Ben de o gecenin sabahı kitabı aldım.
Kitabı aldıktan sonra Ziya Beye haber gönderdim. Geldi, görüştük.
- Tılsımı bozduk, hazineyi açtık değil mi? diye gülmeye başladı. Sonra:
- Kitabı görebilir miyim? dedi.
- Aman iş çıkarmayalım, kitap çıktıkça okursunuz, dedim. Razı oldu.
Ben hemen o gün bir forma istinsah ederek maarif nezaretine koştum, yazılan formayı
gösterdim.
O gün, o saat matbaaya emir verildi, kitap için dört mürettip ayrıldı, işe başlandı.
Kitap bana teslim edildikten üç gün sonra Talat Paşa emniyet ettiği bir zata altın para olarak üç yüz lira vermiş: bir de efendiye hitaben:
“Zatı alinize küçük bir mükafat olarak üç yüz lira gönderdim, lütfen kabul buyurmanızı
rica ederim” diye kendi eliyle bir tezkere yazmış:
- Al bunu götür, Emiri Efendi’ye ver! demiş, memur parayı getirmiş, tezkere ile birlikte takdim etmiş, fakat Emiri efendi parayı kabul etmemiş, kendisi de bir tezkere yazmış:
“Lutfunuza, kadirşinaslığınıza teşekkür ederim, fakat parayı kabul edemem. Çünkü vatani, milli bir ufacık hizmet mukabilinde para almış olacağım. Bu ise vicdanıma ağır gelen bir şeydir. Bundan dolayı size teşekkür ile beraber parayı iade ediyorum. Siz parayı yardıma muhtaç olan birkaç namuslu aileye dağıtırsanız ben size müteşekkir kalacağım gibi Cenabı Hak da memnun olur. Bu sadakanın adı da Divanü Lûgati’t-Türk sadakası olsun.” demiş. 
Emiri Efendi bize bu işi anlattıktan sonra:
- Nasıl, işimi beğeniyor musunuz? diye sordu. Biz de:
- Bu işi bizim beğendiğimiz gibi, Tanrı da beğendi. diye kendisine teşekkür ettik.

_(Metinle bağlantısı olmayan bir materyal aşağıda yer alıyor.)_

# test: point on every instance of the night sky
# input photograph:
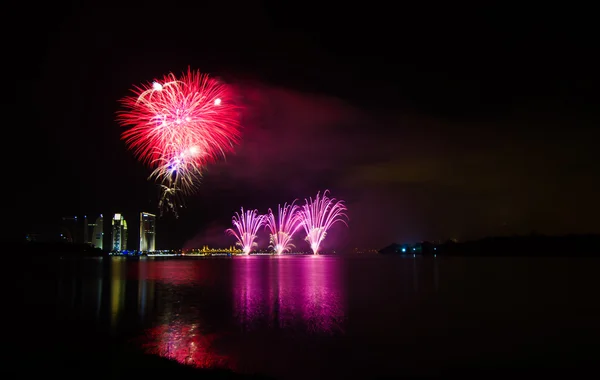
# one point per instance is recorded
(431, 123)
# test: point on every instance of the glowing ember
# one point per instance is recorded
(283, 227)
(177, 126)
(246, 227)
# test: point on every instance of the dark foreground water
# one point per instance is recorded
(319, 317)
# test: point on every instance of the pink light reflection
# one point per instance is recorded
(303, 293)
(186, 344)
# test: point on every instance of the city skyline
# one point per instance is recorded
(443, 137)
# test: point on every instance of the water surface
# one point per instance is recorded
(304, 316)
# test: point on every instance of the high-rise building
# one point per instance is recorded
(98, 232)
(147, 231)
(119, 233)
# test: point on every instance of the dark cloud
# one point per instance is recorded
(407, 177)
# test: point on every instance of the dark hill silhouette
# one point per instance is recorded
(527, 245)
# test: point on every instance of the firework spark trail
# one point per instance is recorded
(319, 215)
(283, 227)
(179, 125)
(246, 227)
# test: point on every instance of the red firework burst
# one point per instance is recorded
(178, 125)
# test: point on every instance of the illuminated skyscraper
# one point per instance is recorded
(98, 232)
(147, 231)
(119, 233)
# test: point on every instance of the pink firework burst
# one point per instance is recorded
(319, 215)
(246, 226)
(178, 125)
(283, 227)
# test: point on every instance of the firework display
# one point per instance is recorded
(318, 216)
(246, 226)
(283, 227)
(179, 125)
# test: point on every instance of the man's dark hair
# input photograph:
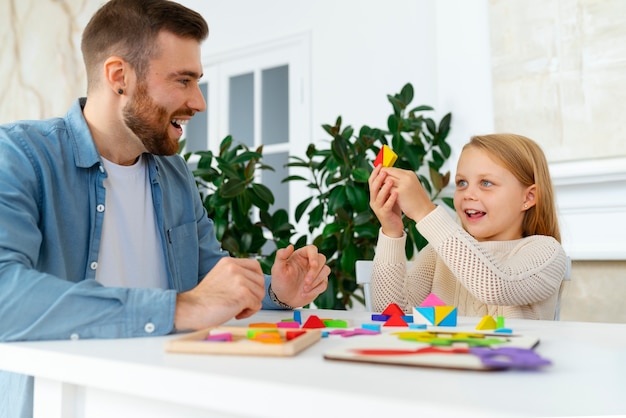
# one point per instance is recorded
(129, 29)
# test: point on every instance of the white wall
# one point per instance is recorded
(363, 50)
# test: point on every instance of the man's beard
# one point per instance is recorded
(150, 122)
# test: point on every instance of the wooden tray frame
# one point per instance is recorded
(444, 361)
(194, 343)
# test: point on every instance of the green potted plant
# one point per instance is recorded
(234, 199)
(340, 221)
(338, 213)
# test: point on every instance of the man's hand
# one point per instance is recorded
(235, 288)
(299, 276)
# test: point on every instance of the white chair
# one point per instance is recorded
(364, 274)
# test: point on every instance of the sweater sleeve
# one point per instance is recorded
(504, 273)
(390, 282)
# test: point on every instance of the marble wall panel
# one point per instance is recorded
(559, 74)
(41, 67)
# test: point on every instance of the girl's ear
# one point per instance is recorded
(529, 197)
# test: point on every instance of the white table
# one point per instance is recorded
(137, 378)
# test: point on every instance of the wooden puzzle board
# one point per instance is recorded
(387, 341)
(196, 343)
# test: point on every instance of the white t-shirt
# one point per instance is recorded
(131, 254)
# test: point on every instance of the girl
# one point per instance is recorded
(506, 259)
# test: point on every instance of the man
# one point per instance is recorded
(102, 231)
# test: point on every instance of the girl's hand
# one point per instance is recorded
(384, 203)
(408, 193)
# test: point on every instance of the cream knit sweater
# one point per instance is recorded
(516, 279)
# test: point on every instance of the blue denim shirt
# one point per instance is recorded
(51, 213)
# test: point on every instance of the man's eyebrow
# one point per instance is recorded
(187, 73)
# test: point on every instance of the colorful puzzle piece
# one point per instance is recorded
(396, 321)
(314, 321)
(386, 157)
(486, 323)
(444, 316)
(393, 309)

Kitap basılmaya başladı. Ben her gün bir parça yazıyorum. Yalnız bana bir korku geldi.
Korku şu idi:
Bu kitap dünyada bir tane. İkinci bir nüshası yok, fotoğrafını aldırmak kabil değil. Çünkü
birkaç sayfası yıpranmış. Fotoğrafta çıkmayacak hale gelmiştir. Ben bu kitabı evimde nasıl
muhafaza edebilirim? Allah göstermesin, ben evde bulunmadığım bir zaman bir yangın olsa ne olur? Bir hırsız gelir, eşyayı aşırırken bunu da alır, götürürse hükümete ne demeli? İyisi mi ben bunu evimden daha emniyetli bir yere koyayım, dedim. İlk evvel umumi kütüphaneye götürdüm. Müdür İsmail Efendiye anlattım:
-Bu sizde kalsın, ben gelir, burada istinsah ederim, dedim.
Merhum korktu:
- Aman kardeş, beni böyle bir tehlikeli işe uğratma, bizim kütüphaneye günde birkaç yüz okuyucu geliyor. İçlerinden birisi şeytana uyar da kitabı aşırırsa ben ne yaparım? Onun için beni affedin. Ben bu kitabı alamam, dedi. 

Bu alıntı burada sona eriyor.